Problem #63 Medium People & Process

Inherited Pipeline No Docs No Tests

ownershipdocstestsexpectations

Scenario: You join a team and inherit a critical pipeline. The previous owner left. There is no documentation, no tests, and the code is dense. You are expected to keep it running and eventually own it. The pipeline runs nightly and the business depends on it.

This is the more extreme cousin of Problem 32, where now we are framing the question around “your first month plan.”

In the interview, the question is:

You inherit a pipeline with no documentation, no tests, and the only person who knew it just left. What is your first month?

Your Task:

Resist the urge to rewrite.
Walk through how you would learn it.
Cover what you ship in week 1, week 2, week 3, week 4.
Mention what you would say to your manager about expectations.

What a Good Answer Covers:

Read, run, document.
Tests before changes.
Smallest useful change first.
Setting expectations on velocity.
When to think about a rewrite later.

Try the problem on your own first. Solutions are most valuable after you've struggled with it.

Solution 63: Inherited Pipeline With No Docs, No Tests

Short version you can say out loud

My first month is read, run, document, test, then change. In week one I read the code and the schedule. In week two I run it in a sandbox and confirm parity with production. In week three I add the smallest meaningful tests, and I write a README as I go. In week four I make the smallest useful change someone has been asking for. I tell my manager up front that the first month is mostly about not breaking things and understanding what I have inherited. If they expect heroic delivery in the first month, that is a different conversation.

Week 1: read and run history

Tasks:

Read every Python file or SQL model in the pipeline.
Look at the orchestrator graph (Airflow / Dagster) and draw it on paper.
Read the last 90 days of run history.
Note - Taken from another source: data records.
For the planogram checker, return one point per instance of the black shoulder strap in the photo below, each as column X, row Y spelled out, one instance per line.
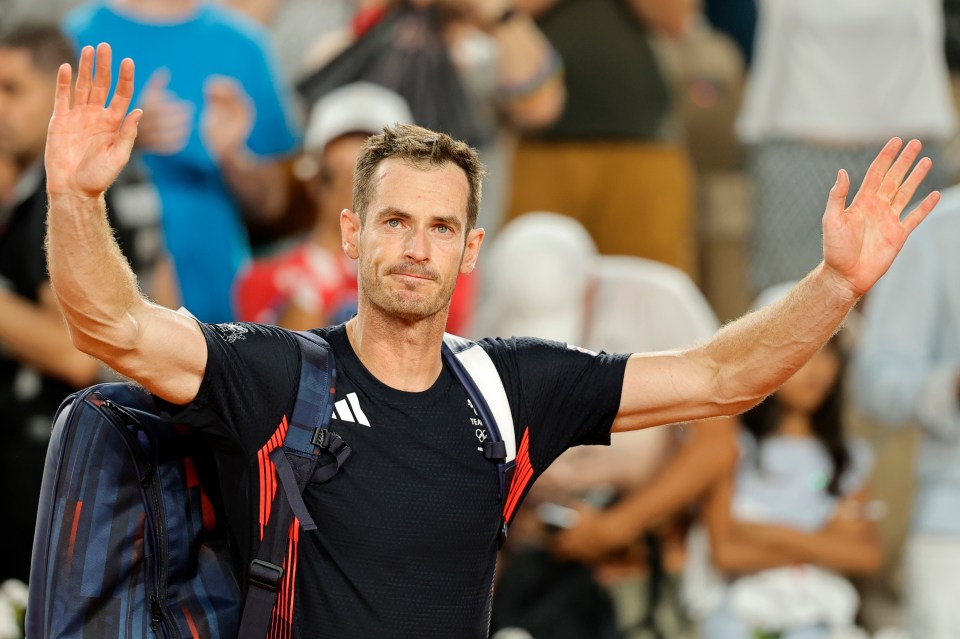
column 296, row 463
column 478, row 375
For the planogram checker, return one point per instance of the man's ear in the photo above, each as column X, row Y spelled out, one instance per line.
column 350, row 233
column 471, row 251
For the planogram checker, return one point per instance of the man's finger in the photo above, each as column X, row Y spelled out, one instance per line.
column 61, row 99
column 124, row 93
column 904, row 195
column 102, row 75
column 880, row 165
column 156, row 84
column 128, row 130
column 893, row 178
column 84, row 76
column 837, row 199
column 920, row 213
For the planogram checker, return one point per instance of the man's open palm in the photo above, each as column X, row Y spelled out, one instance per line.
column 88, row 143
column 861, row 241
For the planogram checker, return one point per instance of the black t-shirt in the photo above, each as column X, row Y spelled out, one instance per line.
column 407, row 530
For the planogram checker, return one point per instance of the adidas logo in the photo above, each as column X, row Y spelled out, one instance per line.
column 348, row 410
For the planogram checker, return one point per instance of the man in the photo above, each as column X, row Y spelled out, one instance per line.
column 217, row 116
column 38, row 364
column 544, row 276
column 906, row 370
column 313, row 283
column 407, row 538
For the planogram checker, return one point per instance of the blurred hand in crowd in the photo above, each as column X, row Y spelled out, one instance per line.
column 165, row 126
column 227, row 118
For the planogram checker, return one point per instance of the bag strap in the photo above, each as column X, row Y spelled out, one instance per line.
column 478, row 375
column 296, row 462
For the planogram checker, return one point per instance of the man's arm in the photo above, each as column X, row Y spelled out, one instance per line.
column 751, row 357
column 34, row 333
column 901, row 372
column 108, row 318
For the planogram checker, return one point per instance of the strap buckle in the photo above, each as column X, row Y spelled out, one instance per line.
column 265, row 575
column 495, row 451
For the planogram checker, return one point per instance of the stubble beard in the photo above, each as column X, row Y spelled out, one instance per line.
column 400, row 302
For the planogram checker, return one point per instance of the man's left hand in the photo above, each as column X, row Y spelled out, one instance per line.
column 861, row 241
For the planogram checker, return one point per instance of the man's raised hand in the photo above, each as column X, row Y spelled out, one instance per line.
column 88, row 143
column 861, row 241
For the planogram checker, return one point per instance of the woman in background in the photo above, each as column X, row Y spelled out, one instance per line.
column 794, row 518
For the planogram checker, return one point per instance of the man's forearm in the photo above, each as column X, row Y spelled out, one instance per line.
column 753, row 356
column 39, row 339
column 95, row 286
Note which tasks fail or slow down.
Read the last 90 days of Slack messages about this pipeline.
Find the output tables and look at what they produce.

By the end of week 1, I should be able to:

Draw the data flow on a whiteboard.
Name every input source.
Name every output table.
Roughly explain what the pipeline does to anyone who asks.
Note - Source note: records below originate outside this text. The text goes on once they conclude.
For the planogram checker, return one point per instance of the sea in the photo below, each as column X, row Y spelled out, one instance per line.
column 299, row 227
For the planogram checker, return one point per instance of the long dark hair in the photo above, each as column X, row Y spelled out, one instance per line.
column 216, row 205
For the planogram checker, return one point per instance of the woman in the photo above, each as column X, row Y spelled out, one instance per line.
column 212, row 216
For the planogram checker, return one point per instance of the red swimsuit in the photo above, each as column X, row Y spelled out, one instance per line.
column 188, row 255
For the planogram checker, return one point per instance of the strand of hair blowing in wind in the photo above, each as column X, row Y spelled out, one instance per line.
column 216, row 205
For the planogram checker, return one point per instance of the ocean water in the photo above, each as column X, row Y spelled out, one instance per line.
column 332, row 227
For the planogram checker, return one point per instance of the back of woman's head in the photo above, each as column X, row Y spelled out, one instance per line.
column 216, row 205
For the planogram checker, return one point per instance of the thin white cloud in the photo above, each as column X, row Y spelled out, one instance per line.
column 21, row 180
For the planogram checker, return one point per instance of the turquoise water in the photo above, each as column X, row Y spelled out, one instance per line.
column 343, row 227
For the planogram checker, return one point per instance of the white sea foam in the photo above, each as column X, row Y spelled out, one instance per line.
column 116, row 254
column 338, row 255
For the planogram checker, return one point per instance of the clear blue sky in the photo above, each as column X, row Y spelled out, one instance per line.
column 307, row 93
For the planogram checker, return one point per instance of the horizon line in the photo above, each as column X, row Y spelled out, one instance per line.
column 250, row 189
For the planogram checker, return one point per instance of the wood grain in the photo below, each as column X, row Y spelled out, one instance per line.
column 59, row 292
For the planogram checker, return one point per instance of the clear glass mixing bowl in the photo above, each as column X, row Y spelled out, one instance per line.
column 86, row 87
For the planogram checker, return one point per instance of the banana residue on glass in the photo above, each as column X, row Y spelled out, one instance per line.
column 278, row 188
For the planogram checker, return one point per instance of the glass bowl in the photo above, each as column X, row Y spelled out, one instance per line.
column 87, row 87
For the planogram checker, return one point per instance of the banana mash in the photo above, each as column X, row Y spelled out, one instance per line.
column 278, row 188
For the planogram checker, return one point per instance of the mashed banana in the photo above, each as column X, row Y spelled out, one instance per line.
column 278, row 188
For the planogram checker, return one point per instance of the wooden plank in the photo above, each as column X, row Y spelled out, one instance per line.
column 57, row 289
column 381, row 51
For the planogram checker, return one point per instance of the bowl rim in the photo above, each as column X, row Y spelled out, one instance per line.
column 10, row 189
I do not change anything yet.

Week 2: run it in a sandbox

Set up a clone of the pipeline that points to a non-production target. Pick one historical day and run the full pipeline against it. Compare every output table row by row, sum by sum, against the production output for the same day. They should match exactly.

If they don’t match, my sandbox setup is wrong (more common) or the pipeline has hidden state (less common). I keep going until parity is real.

At the end of week 2:

I can reproduce a historical day’s output.
I have a working sandbox to experiment in.
I have a feel for which steps are slow, which are fragile, which are clean.

Week 3: tests and a README

Now I start protecting the pipeline.

Add a small README at the root of the pipeline’s code:

# Revenue Rollup Pipeline

## What it does
One sentence. What goes in, what comes out, on what schedule.

## Inputs
- raw.events    (partitioned by date, written by event-ingest team)
- ref.products  (full table, refreshed daily at 03:00)
- ref.tariffs   (SCD2 dim)

## Outputs
- marts.daily_revenue    (one row per region per day)
- marts.product_summary  (one row per product per week)

## Schedule
Daily at 04:00 UTC. Backfills allowed for last 14 days.

## Known quirks
- The is_test_account filter exists because of a 2023 incident.
  Do not remove.
- Stage 3 (Athena step) is ~25 min, slowest part. Not yet investigated.

## How to backfill
dagster job backfill --partition YYYY-MM-DD ...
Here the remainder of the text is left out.